In the beginning of my career, I worked at the International Examiner documenting the stories of different Seattleites like the members of the Alaska Cannery Workers Association, International District Economic Organization and the Organization of Chinese Americans. These organizations were largely made up of Seattle’s ethnic minorities, and with their help, I illuminated their felt injustices through numerous publications and my own written works like The Reflections of Seattle’s Chinese Americans.
Some of these organizations and newspapers have disappeared, or continued down different paths, but what remains are the stories its members told. These oral histories represent a rich legacy of Seattle’s diversity and growth, a legacy that now more than ever we must fight to preserve.
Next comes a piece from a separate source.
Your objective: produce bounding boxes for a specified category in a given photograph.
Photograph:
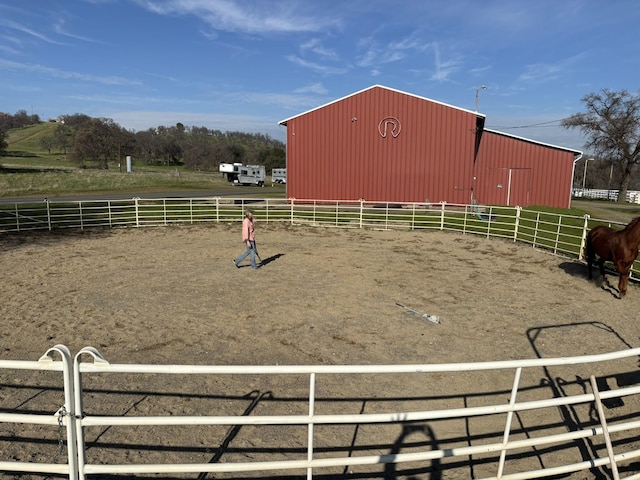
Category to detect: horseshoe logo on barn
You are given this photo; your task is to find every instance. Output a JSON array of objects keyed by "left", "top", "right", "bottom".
[{"left": 378, "top": 116, "right": 401, "bottom": 138}]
The library records this crucial — and vulnerable — history for future generations. Articles I wrote about these communities are preserved in the library’s collections and will be there to help future generations remember our collective past. As our neighborhoods change, the library safeguards the stories that hold our communities together. We want to preserve and elevate local authors like Bob Shimabukuro, Doug Chin, Bob Santos who have documented our unique local history.
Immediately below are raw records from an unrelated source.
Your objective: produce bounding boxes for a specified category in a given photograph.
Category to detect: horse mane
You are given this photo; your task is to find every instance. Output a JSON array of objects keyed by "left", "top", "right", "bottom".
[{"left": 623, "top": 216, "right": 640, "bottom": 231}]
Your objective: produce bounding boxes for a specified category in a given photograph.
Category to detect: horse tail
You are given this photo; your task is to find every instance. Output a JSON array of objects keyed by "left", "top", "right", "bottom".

Yet, the library isn’t stuck in the past; it also uplifts today’s communities.
Teresa Fujiwara: Like Ron, I am a lifelong Seattleite who has spent my career dedicated to equity and opportunity for all people. In my experience in the non-profit, government and philanthropic worlds, I have seen how the library builds and engages community and connects our most vulnerable residents with resources.
Every day we see our Seattle Public Library doing the same. The library provides all people, regardless of background, income, or language access to community, education, and opportunity. In addition to its serving as a place for knowledge, history, and community, our libraries are rooted in the center of our neighborhoods providing homework help, literacy classes, access to computers and internet, resources connections for teens in need, and so much more.
Seattleites understand the importance of libraries at the heart of an equitable city and stepped up in the last recession to restore hours and services. Now, in the face of growth and change, we must continue these investments and not turn back the clock.
By renewing the Seattle Library Levy we can maintain and even increase neighborhood branch hours including evenings and Sundays, we can provide up-to-date computers, high-speed internet, Wi-Fi and technology learning systemwide, and we can expand early learning support and classes for parents, babies and toddlers, along with so much more.
The Library Levy is not a new tax. In fact, it represents 25% of our Library’s existing operating budget, so failure to renew the levy means we stand to lose significant access to an essential public resource. For $3 more per month for the average homeowner we can ensure that our neighbors today and generations to come can find stories of their own history and heritage, access their culture and community, and learn the essential skills to tell their own stories.
We urge you to join us in voting “Yes” on Prop 1 by August 6th. Together we can renew our commitment to our libraries, and this essential equitable and accessible resource in our city.